Thanks in advance for your thoughts.  Any url's or links are much appreciated.


----------



## atmospheric (May 12, 2006)

Here's a start:

http://www.mrexcel.com/board2/viewtopic.php?t=204270&highlight=copyright

HTH


----------



## joejoejoe1 (May 18, 2006)

HTH,

Like your little quote - laughed out loud when I read it.

The links you gave were a nice start, but more 'protection' oriented.  I'm looking more for whether you can really protect a 'design' that's implemented in VBA in Excel - for example from a company that rewrites it in C++ w/their own GUI, and makes minimal changes to the interface to make it 'their' copyright, etc.
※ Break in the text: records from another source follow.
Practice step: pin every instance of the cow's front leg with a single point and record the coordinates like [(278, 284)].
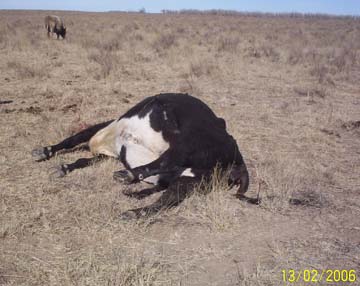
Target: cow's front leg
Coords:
[(173, 196), (64, 169), (44, 153), (168, 162)]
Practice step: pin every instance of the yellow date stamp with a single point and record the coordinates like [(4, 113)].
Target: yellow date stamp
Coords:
[(316, 276)]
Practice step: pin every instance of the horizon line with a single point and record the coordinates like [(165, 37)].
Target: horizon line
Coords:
[(199, 11)]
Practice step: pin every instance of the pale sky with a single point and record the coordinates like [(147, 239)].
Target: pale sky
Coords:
[(336, 7)]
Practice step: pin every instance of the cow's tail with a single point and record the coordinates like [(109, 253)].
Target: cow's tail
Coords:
[(239, 176)]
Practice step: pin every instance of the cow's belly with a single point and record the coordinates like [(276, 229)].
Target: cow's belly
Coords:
[(138, 155), (143, 144)]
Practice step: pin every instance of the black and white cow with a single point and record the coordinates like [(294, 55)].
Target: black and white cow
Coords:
[(169, 140)]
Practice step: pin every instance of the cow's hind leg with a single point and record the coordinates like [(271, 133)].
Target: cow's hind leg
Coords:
[(45, 153), (64, 169), (173, 196)]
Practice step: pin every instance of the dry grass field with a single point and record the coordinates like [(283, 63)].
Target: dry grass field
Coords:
[(289, 90)]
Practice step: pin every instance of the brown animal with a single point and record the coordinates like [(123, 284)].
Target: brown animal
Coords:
[(54, 24)]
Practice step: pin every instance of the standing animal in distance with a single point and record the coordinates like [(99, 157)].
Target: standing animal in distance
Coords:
[(54, 24), (170, 140)]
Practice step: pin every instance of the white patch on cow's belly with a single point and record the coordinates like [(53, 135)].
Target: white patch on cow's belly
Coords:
[(143, 144), (187, 173)]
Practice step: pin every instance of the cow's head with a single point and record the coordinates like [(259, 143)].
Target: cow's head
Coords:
[(63, 32)]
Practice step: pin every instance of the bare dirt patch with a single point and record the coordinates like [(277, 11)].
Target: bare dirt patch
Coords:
[(288, 88)]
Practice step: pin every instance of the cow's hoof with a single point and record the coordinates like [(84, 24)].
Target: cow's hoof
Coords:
[(135, 195), (129, 215), (40, 154), (58, 172), (124, 176)]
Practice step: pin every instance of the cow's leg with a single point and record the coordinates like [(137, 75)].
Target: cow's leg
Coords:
[(173, 196), (64, 169), (144, 193), (168, 162), (44, 153)]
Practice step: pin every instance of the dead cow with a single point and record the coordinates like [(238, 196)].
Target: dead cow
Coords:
[(170, 140), (54, 24)]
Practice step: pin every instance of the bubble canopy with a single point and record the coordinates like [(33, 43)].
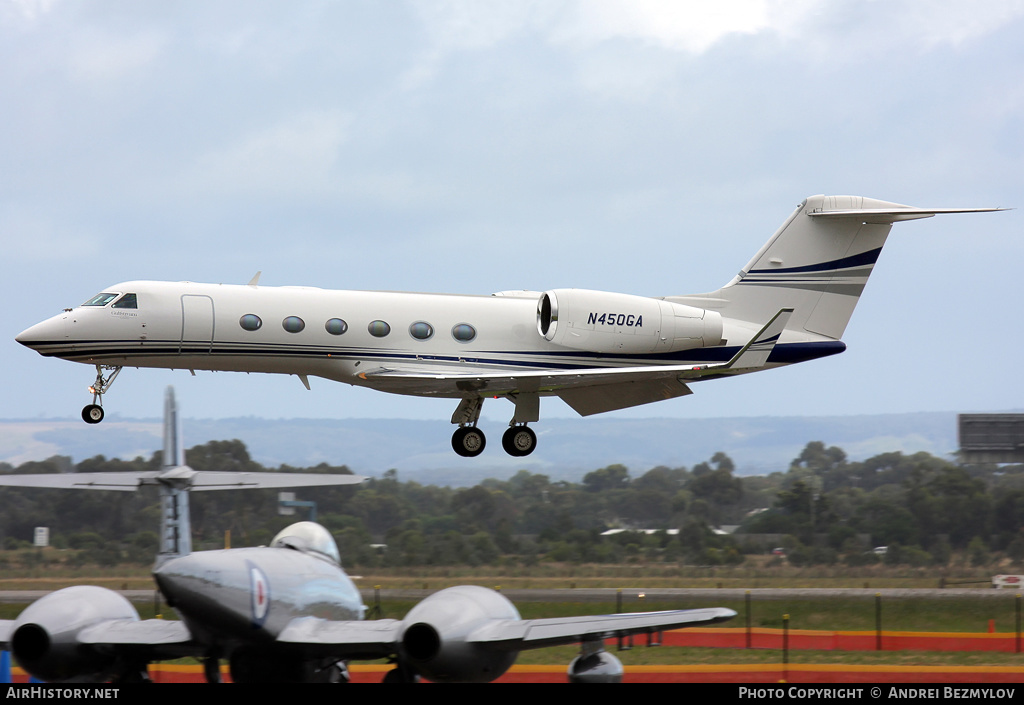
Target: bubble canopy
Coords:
[(309, 537)]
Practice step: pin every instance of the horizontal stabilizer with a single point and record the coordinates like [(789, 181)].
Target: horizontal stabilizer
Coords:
[(879, 215)]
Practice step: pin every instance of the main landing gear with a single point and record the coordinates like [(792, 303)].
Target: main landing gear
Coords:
[(518, 441), (93, 413)]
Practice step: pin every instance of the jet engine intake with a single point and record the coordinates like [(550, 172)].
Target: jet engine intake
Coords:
[(606, 322), (434, 641), (44, 640)]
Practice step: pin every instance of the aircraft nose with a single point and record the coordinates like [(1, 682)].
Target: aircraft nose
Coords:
[(49, 331)]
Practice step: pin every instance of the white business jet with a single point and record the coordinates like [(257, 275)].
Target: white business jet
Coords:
[(596, 350)]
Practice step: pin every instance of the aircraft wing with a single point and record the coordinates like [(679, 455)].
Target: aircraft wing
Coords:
[(589, 390), (379, 638), (124, 482), (6, 625), (537, 633), (357, 639), (158, 637), (151, 638)]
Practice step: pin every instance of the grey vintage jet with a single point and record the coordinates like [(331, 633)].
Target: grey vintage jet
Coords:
[(286, 612)]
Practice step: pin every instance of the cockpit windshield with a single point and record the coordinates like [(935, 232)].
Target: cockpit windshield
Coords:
[(100, 299), (126, 301), (307, 536)]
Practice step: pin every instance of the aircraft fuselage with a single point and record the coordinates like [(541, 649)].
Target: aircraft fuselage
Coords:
[(336, 334), (249, 595)]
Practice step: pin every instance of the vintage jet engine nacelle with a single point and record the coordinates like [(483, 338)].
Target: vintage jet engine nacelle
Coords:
[(44, 639), (433, 640), (605, 322)]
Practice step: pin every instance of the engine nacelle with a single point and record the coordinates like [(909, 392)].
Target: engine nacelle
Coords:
[(433, 637), (44, 639), (606, 322)]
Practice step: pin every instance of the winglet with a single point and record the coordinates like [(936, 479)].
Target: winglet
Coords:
[(755, 353)]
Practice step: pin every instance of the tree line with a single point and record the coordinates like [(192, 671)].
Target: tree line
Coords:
[(823, 508)]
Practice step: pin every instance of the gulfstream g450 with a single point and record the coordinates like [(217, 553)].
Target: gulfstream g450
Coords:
[(595, 349)]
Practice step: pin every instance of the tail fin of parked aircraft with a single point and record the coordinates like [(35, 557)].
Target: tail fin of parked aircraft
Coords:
[(175, 481), (816, 263)]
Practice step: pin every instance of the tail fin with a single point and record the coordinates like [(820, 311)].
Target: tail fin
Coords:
[(174, 481), (816, 263)]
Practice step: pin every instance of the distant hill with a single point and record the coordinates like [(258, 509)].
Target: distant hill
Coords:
[(567, 448)]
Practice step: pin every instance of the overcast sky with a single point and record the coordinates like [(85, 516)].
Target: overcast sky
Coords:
[(642, 147)]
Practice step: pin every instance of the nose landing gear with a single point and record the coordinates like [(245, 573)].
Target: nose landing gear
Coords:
[(93, 413)]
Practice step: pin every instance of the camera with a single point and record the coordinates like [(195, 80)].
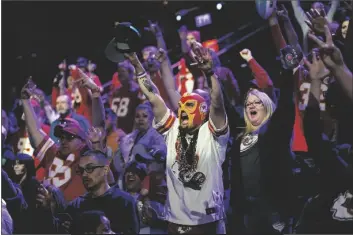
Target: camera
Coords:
[(291, 57)]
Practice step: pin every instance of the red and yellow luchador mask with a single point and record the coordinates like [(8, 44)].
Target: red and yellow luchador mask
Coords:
[(192, 110)]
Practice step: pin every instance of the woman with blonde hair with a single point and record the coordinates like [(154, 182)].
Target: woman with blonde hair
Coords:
[(261, 166)]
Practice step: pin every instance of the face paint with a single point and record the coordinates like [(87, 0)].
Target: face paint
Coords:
[(192, 110)]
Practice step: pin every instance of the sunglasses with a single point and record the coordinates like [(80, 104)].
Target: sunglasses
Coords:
[(255, 103), (68, 136), (88, 169)]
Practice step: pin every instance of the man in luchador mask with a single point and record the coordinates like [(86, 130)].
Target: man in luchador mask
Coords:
[(196, 140)]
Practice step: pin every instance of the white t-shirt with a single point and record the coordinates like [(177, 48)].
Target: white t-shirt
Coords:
[(203, 202)]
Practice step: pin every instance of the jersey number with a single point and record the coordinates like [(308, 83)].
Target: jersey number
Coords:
[(120, 106), (58, 173), (305, 92)]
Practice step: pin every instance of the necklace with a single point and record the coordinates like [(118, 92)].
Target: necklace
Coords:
[(188, 160)]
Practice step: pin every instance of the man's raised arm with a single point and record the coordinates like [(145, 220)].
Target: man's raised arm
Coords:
[(204, 62), (32, 125), (148, 88)]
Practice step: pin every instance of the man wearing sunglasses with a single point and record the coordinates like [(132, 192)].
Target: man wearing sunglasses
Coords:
[(59, 160), (118, 206)]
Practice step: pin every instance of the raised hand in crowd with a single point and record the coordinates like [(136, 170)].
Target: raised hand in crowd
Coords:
[(283, 13), (154, 28), (96, 137), (202, 57), (183, 32), (83, 79), (329, 53), (317, 20), (316, 68), (246, 55), (332, 57)]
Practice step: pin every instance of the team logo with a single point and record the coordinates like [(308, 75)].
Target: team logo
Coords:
[(248, 141), (341, 208)]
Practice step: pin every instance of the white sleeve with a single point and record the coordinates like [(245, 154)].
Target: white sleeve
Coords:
[(164, 125)]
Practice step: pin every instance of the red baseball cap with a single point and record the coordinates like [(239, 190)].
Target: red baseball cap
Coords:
[(71, 126)]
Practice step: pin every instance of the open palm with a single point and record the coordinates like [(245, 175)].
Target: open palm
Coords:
[(330, 55)]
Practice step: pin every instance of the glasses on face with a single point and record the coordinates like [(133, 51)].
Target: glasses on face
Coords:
[(89, 169), (256, 103), (67, 136)]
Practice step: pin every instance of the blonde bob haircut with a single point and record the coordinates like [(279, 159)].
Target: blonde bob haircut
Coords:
[(269, 106)]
I realize it's a complicated question, and I'll bet it goes on all the time.  Probably, most people sell their consulting services together with their programs - at least then you're sealing in some of the profit/credit you should get.  But to distribute it as a stand-alone piece of software application - this is probably a risky endeavor if you really have an idea that can take off (and I realize many dreamers are currently thinking they have that idea right at this moment - but have never taken the steps to try and bring it to the next level.")


----------



## katphish (Jun 25, 2006)

*protecing Excel app*

Your question is better answered by a patent attorney but from what I know about patents and copyrights, you wouldn't have any basis to patent what you wrote. Plus patents don't protect you at all, all they do is give you the legal right to sue someone who you know has violated your patent (and it's up to you find that person and prove that they violated it). Just having patent doesn't prevent anyone from stealing your design, it just gives you the legal right to sue. I've written a few patents so I know this and it's very misleading to call it "patent protection" when in reality there is no protection until you sue and WIN (which means big $$$ for lawyers).

The hard part is finding people who have violated your patent. How can you do that? You can spend hours each day searching online for products similar to yours and then figuring out if they used yours to create theirs. It's a crazy business.

Deb


----------